Kids are heading back to school amid a national surge in COVID-19 cases.
Although the proportion of COVID-19 infections caused by the delta variant is approaching 100%, in-person learning, with the proper risk-mitigation efforts (masks, hand hygiene) in place, can still be safely achieved and should be the ultimate goal, said Northwestern University experts in pediatric infectious diseases and epidemiology.
Two experts answered questions ahead of the school year.
Dr. Larry Kociolek, a pediatric infectious diseases physician-scientist at Northwestern University Feinberg School of Medicine and the Ann & Robert H. Lurie Children’s Hospital of Chicago. As medical director of infection prevention and control, he leads the COVID-19 response at Lurie Children's, and he is leading a multidisciplinary team of research investigators at Lurie Children’s, Northwestern and the University of Chicago who are studying COVID-19 in schools and the impact of COVID-19 on Chicago children and families.
Mercedes Carnethon, vice chair of the department of preventive medicine and a professor of preventive medicine (epidemiology) and medicine (pulmonary and critical care) at Feinberg. Her research focuses broadly on the epidemiology of cardiovascular disease, obesity, diabetes, lung health and cognitive aging in the population subgroups defined by race/ethnicity, geography, socioeconomic status, gender and sexual orientation/gender identity.
What are the current rates of COVID-19 among children?
Dr. Larry Kociolek: “The delta variant was barely a blip in Chicago and many parts of the country even six weeks ago, but the game has changed now. In the last month, two things have happened: The rates of COVID-19 in all age groups, but particularly in children, have increased substantially, and the proportion of infections caused by the delta variant is approaching 100% in Chicago. Delta is much more transmissible, particularly in settings that have a high proportion of unvaccinated individuals in indoor settings. Hence our concern about schools with kids 12 and under and high schools with low student vaccination rates.”

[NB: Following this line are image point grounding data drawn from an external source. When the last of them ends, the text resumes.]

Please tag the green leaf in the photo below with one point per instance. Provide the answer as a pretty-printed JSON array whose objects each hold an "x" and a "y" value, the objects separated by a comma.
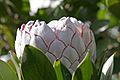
[
  {"x": 61, "y": 71},
  {"x": 84, "y": 70},
  {"x": 36, "y": 66},
  {"x": 114, "y": 7},
  {"x": 107, "y": 69},
  {"x": 6, "y": 72}
]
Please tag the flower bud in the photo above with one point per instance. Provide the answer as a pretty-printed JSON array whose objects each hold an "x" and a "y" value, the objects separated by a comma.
[{"x": 66, "y": 39}]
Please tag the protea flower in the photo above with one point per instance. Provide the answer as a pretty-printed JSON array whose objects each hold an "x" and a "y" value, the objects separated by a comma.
[{"x": 66, "y": 39}]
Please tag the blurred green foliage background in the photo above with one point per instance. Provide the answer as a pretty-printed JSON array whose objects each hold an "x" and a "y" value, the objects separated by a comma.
[{"x": 102, "y": 15}]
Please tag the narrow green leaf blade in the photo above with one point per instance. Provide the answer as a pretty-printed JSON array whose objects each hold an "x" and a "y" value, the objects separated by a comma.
[
  {"x": 84, "y": 70},
  {"x": 36, "y": 66},
  {"x": 6, "y": 72}
]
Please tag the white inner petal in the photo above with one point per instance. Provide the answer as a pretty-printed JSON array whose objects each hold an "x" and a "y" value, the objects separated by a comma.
[
  {"x": 56, "y": 48},
  {"x": 71, "y": 54}
]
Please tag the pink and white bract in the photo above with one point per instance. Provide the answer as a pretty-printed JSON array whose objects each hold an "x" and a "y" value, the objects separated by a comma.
[{"x": 66, "y": 39}]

Why has masking become so controversial?
Kociolek: “There’s a lot of discussion about unmasking, but there’s no convincing evidence that masks are generally harmful. While a very small minority of children may report some discomfort or other minor symptoms, we know that children in schools have adapted very well to wearing face coverings. And outside of vaccination, face covering seems to be the most effective way of not transmitting the infection. Decisions to remove masking in the midst of substantially increasing community transmission and prevalence of the delta variant is not a winning strategy if our goal is to keep kids in the classroom.”
Mercedes Carnethon: “Unfortunately, it seems those who are arguing not to wear masks are also suggesting not to vaccinate. There are safety precautions in everyday aspects of our life that we don’t fight against, so why we’re fighting against masking is beyond me. I would hope these parents also don’t refuse to put seatbelts on their kids, refuse to use car seats or refuse to wear a helmet while riding bikes. Masking is yet another safety precaution, it doesn’t cut off one’s ability to breathe.”

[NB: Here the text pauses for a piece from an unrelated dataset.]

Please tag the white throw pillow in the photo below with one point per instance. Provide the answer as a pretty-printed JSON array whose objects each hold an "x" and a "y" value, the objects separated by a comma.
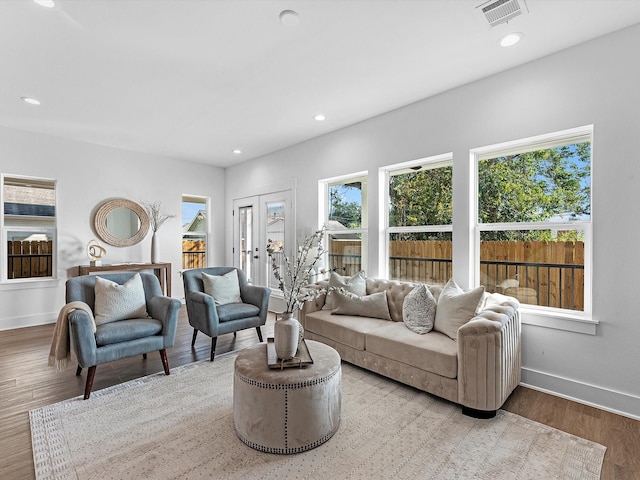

What happens when you don’t mask?
Kociolek: “Schools that have gone back in the South, such as in Mississippi, Georgia and Indiana, many have gone back without a mask mandate, and what’s being reported this week is schools in these states have already been forced to transition to remote learning or institute a mask mandate because of an increased activity of COVID-19 among students. That’s counterproductive to keeping kids in the classrooms. And it’s all because of ill-advised decisions to remove a mask mandate under these current conditions.”
Will this year be as disruptive as last year?

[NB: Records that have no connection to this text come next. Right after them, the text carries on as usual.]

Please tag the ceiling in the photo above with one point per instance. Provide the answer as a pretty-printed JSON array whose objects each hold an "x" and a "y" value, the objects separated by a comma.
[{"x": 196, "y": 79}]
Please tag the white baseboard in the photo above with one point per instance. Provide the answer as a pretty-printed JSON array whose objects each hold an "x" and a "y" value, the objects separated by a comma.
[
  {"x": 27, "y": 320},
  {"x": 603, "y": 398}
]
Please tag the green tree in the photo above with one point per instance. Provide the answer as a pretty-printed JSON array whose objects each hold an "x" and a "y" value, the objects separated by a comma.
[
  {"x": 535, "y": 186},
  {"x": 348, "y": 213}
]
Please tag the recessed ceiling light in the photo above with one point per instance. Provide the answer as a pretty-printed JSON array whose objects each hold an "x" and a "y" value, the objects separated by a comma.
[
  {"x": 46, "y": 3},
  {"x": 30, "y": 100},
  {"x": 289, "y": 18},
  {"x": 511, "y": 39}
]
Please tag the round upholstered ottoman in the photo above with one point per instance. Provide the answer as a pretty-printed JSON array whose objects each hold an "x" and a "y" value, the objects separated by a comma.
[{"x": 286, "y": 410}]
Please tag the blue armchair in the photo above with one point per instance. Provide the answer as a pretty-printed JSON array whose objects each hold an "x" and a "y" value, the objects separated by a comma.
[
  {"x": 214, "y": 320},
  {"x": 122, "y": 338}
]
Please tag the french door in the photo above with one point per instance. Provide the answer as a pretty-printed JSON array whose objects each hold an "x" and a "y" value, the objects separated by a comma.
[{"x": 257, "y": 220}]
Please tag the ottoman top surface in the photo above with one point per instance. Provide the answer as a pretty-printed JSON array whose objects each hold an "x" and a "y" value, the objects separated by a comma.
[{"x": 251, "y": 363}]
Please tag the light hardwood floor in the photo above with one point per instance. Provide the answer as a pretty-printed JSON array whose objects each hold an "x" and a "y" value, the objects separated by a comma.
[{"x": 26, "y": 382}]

Kociolek: “Our research has confirmed that for schools that went back to in-person learning and had risk-mitigation strategies in place, those students benefited from in-person learning, socialization and resources, and it helped address and combat some of the mental health implications from lack of in-person learning. Illinois this past spring made the very important decision to promote in-person instruction with limited exception for this school year, which is great.”
Carnethon: “I think we as a nation have an opportunity to recover this year because we have the tools we need to protect children and teachers to safely attend school in person. Hybrid is not necessarily safer because what parents do with their kids on non-hybrid days could be potentially less safe (e.g. without masks, etc.). I don’t see any reason for this year to have to be as disruptive as last year.
“Seventy percent of U.S. adults have had at least one dose of the vaccine. The risks of severe illness and hospitalization are very low. I see this as great potential to get back on track and correct what has gone wrong in the previous year.”